Il modo in cui Blank ed Herzog si conobbero merita un paragrafo a parte. Era il 1980 ed Herzog aveva promesso all’amico e documentarista americano Errol Morris che se quest’ultimo fosse riuscito a finire il suo film, Gates of heaven, lui avrebbe mangiato una delle proprie scarpe. Persa la scommessa, Herzog dovette effettivamente mangiarsi una delle proprie scarpe e lo fece sotto lo sguardo della camera di Blank. Il risultato è Werner Herzog eats his shoe, un documentario breve, appena 20 minuti, che segue la preparazione del “piatto” e la sua consumazione mentre Herzog cadenza le sue opinioni circa l’industria dello spettacolo e i suoi effetti sulla Weltanschauung degli individui. Nonostante tutti questi presupposti, Werner Herzog eats his shoe, è uno spettacolo tenero, sicuramente divertente e in qualche modo toccante. C’è un uomo che lancia una guerra santa contro la televisione commerciale, un attimo prima di mangiare una scarpa, che è anche uno dei più grandi registi mai vissuti, ed eppure nelle immagini non c’è un singolo registro fuori posto o sopra le righe.

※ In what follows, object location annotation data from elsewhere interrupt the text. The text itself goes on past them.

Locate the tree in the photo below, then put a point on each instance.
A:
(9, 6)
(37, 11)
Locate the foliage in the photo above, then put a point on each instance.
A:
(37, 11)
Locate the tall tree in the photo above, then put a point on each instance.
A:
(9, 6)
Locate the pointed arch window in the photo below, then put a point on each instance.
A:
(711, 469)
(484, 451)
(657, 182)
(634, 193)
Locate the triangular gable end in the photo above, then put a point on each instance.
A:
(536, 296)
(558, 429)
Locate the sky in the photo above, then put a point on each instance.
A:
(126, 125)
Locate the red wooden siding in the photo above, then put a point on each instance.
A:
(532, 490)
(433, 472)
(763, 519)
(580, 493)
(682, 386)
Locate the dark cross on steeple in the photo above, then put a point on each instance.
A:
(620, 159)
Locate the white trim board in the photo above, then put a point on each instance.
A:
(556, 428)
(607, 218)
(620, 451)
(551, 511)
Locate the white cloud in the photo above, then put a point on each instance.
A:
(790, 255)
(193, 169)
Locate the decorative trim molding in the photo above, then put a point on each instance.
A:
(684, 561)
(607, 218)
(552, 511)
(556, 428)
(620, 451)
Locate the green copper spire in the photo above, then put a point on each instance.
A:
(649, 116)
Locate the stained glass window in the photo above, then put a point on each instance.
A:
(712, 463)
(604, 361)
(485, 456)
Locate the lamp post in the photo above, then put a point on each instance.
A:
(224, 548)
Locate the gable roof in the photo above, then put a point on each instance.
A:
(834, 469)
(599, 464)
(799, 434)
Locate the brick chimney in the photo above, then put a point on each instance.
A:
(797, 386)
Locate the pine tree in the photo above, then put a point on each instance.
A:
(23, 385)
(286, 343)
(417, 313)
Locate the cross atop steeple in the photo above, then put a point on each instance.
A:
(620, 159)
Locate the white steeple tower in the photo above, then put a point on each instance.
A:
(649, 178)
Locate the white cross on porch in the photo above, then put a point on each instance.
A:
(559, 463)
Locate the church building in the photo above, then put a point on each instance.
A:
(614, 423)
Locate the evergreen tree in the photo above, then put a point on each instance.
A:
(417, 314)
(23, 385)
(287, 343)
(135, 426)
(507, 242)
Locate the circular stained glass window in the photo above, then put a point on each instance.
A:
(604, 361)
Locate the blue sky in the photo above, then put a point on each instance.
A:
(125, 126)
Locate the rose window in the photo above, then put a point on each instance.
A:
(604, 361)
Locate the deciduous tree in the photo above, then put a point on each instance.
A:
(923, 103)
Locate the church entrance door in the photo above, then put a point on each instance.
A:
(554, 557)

Nonostante i molti incroci delle loro carriere e la solida amicizia e reciproca stima che li ha legati fino alla fine, le divergenze tra Blank ed Herzog erano tuttavia più numerose delle loro affinità. Entrambi straordinari narratori con un eccezionale fiuto per storie e personaggi non convenzionali, si situavano però agli antipodi nel modo di trattarle. Dove Herzog, constatando i limiti della natura e dell’esperienza umana, li osserva e li commenta con un certo orror vacui carico di pietà ma privo di compassione, Blank li contemplava invece proprio come ciò che rende incommensurabile, unica e piena di senso la nostra condizione di esseri viventi. Non a caso la morte, in quanto limite ultimo di quella condizione, era uno dei temi ricorrenti dell’opera di Blank che amava farne parlare le persone più semplici che incontrava. Persone che offrivano di essa una lettura quasi epicurea come un personaggio di Always for pleasure, intervistato mentre segue un colorato corteo funebre a New Orleans:
You be here today, you’re gone tomorrow, you know. You don’t know what to look for after death. But you can always see what you can see in front of you. But me, you know, I like people to have a nice time, and when I leave the face of this earth, I like a little band behind me, and my friends having a nice time seeing me leave this place. But I’m living now.
A camera spenta, Les Blank era un uomo timido e non particolarmente portato a slanci di affabilità verso il prossimo, lo ammette lui stesso in diverse interviste (e lo si può constatare in questo lungo video), eppure analizzando la sua produzione è impossibile non percepire una profonda simpatia per il prossimo, che si esprime in ogni suo film nella ricerca di quel comune denominatore che ci spinge a costruire della comunità, a ballare la Polka a migliaia di chilometri da dove è nata, a inseguire la migliore qualità di tea, a sentirci speciali per avere una fessura tra i denti o a concepire il folle piano di trasportare una barca nel fitto di una giungla.